|Escaping from Hush's giant face!|
Artists: R.M. Guera, Fernando Pasarin, Jason Fabok, Jorge Lucas, Dustin Nguyen, Andy Clarke, Javier Garron, Meghan Hetrick, Simon Coleby, Alvaro Martinez, Derek Fridolfs, Matt Ryan, Paul Fernandez, Juan Ferreyra
Thanks to a pursuit-gone-wrong, Commissioner Jim Gordon is now in jail. Without him, Batman and the Bat-Family (minus Nightwing because Geoff Johns) began running wild around Gotham chasing different disasters. Central to this, was a gang-war between crews own by the Penguin and Falcone. to the side, Batgirl found out that Commissioner Gordon wasn't responsible for the events that got him arrested at all, Red Robin joined up with Harper Row to investigate a mysterious sickness and Batwing joined the Spectre chasing down a paranormal threat in Arkham Asylum.
I mentioned this in my review of Volume 1, but there are a few things you can say in the review of any weekly series, so I'll get them out of the way now.
There are a LOT of issues in Volume 2 that seem like filler more than actual story progression. There are too many moving parts to make it easy to follow. Many moments feel like they lead nowhere and nothing gets resolved in a satisfying way. Out of the way? Good.
|Yeah, get back you dodgy-looking welcome sign!|
What makes the story memorable, however, even what sets it apart from the previous volume, is Catwoman's story arc. Her transition from common their to lord of the criminal underworld allowed her to be more than the usual pandering to boys who have just figured out that girls are not as yucky as they once thought. It's honestly rediculous that this is the volume's B story because this is where the character development happens.

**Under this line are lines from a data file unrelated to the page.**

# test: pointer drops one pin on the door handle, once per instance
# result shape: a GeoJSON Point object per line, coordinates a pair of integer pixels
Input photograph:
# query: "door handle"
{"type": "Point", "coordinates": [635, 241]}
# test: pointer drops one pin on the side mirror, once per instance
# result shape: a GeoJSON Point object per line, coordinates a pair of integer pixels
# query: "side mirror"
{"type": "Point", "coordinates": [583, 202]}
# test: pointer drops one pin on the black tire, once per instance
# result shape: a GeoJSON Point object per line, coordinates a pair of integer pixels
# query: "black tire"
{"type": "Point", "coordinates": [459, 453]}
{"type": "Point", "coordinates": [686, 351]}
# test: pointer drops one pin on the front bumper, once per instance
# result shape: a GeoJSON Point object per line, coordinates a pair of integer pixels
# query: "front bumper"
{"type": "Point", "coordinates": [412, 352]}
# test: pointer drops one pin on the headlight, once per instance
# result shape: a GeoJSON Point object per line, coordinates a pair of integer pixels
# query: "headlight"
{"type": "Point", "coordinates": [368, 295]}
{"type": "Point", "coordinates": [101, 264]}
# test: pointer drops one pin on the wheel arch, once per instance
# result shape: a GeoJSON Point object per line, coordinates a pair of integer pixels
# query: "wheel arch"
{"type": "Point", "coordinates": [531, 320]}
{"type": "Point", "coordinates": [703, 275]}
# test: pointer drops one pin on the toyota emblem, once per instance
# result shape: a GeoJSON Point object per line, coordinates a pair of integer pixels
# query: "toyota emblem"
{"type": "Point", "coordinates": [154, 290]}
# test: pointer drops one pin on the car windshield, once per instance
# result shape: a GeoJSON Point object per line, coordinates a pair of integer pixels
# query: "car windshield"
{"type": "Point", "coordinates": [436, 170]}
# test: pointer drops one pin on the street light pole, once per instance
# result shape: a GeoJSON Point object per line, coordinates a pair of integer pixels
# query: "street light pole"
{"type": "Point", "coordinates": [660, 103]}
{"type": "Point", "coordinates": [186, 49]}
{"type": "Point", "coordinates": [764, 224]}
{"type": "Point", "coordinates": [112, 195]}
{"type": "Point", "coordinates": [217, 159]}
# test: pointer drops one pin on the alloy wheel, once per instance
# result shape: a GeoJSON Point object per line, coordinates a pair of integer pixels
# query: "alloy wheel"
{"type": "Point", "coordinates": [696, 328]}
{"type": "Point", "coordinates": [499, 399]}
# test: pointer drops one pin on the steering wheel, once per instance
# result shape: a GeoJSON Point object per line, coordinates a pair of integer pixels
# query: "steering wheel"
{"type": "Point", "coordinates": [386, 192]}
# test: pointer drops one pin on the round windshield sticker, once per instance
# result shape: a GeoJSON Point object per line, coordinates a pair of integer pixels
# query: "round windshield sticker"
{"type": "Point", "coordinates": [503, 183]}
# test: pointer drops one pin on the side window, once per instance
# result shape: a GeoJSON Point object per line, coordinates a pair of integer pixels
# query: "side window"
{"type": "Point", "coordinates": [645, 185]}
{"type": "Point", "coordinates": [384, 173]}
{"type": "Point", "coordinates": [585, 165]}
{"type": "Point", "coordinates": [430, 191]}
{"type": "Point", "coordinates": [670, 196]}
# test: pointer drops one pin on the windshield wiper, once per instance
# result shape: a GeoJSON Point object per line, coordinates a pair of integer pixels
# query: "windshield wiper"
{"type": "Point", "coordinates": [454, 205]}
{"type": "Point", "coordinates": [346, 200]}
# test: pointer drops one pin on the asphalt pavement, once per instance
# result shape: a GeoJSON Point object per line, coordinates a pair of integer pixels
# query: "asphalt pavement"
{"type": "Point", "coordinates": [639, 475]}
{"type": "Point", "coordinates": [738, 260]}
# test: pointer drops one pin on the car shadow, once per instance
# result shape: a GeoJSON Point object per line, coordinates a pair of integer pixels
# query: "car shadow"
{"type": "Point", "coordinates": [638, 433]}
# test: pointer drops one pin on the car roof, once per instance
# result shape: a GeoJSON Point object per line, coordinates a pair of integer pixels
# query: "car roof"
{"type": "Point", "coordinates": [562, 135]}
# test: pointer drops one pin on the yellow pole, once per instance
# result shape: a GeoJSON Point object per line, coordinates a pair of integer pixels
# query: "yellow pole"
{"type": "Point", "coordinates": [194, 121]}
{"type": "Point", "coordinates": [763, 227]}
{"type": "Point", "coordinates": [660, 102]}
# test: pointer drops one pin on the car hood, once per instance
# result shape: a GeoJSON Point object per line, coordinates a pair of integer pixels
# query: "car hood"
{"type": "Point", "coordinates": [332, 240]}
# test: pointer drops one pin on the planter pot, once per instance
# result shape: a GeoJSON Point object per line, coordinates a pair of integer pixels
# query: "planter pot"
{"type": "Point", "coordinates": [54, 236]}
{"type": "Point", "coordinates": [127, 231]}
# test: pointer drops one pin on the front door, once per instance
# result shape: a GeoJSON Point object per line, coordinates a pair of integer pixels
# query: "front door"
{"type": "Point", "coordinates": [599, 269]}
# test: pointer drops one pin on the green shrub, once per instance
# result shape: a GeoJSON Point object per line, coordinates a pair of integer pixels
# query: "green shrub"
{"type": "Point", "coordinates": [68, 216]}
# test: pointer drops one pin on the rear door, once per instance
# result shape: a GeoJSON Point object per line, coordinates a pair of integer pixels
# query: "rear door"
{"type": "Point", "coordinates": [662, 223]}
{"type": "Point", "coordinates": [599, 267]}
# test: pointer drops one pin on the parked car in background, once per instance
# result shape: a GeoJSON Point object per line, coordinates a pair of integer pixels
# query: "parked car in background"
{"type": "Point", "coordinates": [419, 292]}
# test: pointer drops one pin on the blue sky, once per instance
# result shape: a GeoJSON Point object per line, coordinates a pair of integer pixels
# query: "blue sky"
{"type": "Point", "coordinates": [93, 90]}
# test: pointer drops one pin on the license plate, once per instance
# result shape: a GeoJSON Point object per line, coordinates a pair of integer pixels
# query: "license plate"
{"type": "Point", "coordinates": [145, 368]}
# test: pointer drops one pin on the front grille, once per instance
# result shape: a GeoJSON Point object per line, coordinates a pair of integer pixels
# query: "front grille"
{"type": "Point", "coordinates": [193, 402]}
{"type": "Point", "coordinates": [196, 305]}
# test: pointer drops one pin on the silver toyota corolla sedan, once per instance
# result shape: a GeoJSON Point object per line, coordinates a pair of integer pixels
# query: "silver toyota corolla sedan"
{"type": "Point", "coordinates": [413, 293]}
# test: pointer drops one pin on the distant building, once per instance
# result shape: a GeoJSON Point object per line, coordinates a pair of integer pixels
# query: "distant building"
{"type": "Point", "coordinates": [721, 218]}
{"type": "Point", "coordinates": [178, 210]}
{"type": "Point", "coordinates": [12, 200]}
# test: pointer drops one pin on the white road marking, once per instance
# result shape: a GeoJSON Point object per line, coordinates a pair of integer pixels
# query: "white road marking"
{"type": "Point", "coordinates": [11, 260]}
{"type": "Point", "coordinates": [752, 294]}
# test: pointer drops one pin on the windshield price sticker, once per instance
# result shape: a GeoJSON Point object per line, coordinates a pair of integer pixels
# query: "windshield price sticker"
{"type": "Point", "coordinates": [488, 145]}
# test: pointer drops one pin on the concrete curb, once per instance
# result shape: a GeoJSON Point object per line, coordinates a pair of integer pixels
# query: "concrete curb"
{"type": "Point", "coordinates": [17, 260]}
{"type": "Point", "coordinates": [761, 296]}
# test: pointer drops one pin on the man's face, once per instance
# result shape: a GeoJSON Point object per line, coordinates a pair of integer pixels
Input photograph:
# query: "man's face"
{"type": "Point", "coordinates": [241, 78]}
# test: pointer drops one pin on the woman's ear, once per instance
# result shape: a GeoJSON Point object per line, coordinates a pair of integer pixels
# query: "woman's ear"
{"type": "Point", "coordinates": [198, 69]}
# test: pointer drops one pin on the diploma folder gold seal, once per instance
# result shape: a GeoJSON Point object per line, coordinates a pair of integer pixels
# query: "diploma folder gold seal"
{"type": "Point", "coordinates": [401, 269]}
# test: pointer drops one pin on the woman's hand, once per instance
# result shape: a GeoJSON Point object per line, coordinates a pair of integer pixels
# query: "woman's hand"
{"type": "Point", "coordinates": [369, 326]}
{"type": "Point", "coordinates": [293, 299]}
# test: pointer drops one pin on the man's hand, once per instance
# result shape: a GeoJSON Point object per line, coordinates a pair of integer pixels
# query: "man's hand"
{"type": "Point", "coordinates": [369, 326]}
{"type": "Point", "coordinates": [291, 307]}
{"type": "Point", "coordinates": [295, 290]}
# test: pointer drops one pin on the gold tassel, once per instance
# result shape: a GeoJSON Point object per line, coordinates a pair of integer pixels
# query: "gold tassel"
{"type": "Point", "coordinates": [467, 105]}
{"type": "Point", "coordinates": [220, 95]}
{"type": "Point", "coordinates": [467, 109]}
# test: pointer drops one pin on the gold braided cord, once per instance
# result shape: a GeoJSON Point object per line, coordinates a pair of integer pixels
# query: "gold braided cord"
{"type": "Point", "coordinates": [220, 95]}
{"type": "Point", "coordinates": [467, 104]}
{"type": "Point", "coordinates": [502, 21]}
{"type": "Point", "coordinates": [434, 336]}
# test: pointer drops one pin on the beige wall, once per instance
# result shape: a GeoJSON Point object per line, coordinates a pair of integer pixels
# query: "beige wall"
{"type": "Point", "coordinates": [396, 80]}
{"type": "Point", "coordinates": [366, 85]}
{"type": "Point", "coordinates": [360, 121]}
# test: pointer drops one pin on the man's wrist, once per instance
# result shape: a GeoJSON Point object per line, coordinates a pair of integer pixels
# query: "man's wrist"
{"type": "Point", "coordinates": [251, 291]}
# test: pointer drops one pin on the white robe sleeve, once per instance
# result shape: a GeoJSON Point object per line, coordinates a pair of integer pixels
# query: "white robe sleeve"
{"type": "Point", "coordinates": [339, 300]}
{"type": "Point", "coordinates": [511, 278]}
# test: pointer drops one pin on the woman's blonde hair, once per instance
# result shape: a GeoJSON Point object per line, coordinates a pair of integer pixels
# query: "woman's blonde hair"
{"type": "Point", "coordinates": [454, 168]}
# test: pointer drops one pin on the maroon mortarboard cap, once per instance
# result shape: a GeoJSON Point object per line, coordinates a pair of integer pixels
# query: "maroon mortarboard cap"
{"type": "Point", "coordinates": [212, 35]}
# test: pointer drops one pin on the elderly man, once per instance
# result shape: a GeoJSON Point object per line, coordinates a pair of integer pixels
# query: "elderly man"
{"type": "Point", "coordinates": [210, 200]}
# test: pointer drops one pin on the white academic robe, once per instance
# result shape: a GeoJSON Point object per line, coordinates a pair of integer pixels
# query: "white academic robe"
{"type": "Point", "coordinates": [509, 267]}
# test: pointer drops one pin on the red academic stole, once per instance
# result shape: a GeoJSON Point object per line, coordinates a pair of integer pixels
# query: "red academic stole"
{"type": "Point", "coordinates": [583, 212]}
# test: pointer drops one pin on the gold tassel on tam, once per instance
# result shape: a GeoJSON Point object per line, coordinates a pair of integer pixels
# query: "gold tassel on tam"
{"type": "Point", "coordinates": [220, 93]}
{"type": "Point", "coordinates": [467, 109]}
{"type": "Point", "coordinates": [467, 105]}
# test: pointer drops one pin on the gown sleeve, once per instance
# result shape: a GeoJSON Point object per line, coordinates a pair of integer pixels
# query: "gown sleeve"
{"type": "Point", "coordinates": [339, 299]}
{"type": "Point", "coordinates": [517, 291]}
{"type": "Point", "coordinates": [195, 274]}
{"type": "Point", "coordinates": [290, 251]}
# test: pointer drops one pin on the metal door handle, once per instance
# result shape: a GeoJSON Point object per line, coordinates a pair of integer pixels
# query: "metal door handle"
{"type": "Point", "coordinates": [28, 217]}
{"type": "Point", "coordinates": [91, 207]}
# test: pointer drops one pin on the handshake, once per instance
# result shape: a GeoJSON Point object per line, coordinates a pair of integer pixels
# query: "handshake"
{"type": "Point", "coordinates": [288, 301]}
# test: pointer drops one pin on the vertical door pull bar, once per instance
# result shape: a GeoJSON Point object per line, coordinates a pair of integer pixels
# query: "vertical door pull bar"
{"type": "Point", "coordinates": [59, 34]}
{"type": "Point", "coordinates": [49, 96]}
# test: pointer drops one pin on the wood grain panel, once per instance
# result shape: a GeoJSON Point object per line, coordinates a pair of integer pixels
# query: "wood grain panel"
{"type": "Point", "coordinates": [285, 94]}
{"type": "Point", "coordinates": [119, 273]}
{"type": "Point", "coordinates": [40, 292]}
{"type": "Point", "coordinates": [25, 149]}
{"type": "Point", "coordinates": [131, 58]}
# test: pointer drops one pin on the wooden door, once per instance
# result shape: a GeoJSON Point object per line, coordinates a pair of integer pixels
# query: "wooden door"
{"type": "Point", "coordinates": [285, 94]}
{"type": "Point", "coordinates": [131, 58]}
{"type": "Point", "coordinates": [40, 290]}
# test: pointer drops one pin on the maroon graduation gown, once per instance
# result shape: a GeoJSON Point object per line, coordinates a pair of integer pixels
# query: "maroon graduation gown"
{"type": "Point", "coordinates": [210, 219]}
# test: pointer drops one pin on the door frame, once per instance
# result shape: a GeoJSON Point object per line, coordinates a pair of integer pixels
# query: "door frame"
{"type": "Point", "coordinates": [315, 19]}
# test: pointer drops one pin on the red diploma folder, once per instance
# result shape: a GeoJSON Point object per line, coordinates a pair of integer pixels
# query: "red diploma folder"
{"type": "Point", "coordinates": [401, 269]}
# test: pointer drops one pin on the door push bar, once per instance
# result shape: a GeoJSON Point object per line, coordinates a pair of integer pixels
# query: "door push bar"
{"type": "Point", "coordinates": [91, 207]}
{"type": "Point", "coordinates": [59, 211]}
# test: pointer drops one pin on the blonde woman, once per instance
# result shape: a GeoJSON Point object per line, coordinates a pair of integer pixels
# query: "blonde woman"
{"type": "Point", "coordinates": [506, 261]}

And I mean that. Harper Row and Red Robin's story takes break here; or, more accurately, so little of consequence happens during it that I didn't realize if it was actually happening at all. Batwing's story plods along at the breakneck pace of a slug who's ingested all of his grandmother's supply of medical cannabis. There's a weird and honestly creepy hint at a romance between Batgirl and Red Hood that makes me wonder if maybe the writers didn't get on to some of that cannabis too and Nightwing isn't allowed to exist because Geoff Johns was in a bad mood when writing Forever Evil.
Again, all of this is commonplace for big weekly titles- you get a tight publishing schedule, so writers tend to go with whatever first pops into their heads. That gets worse when books like these necessitate multiple writers. It's not really the book's fault, but that doesn't make the story any better.
|Well well well, SOMEONE'S been watching a lot of HBO!|
But that's the way weekly books go, I guess and Batman Eternal is the weekly bookiest weekly book to ever weekly a book. It gets 3 out of 5 of Grandma's cannabis pills.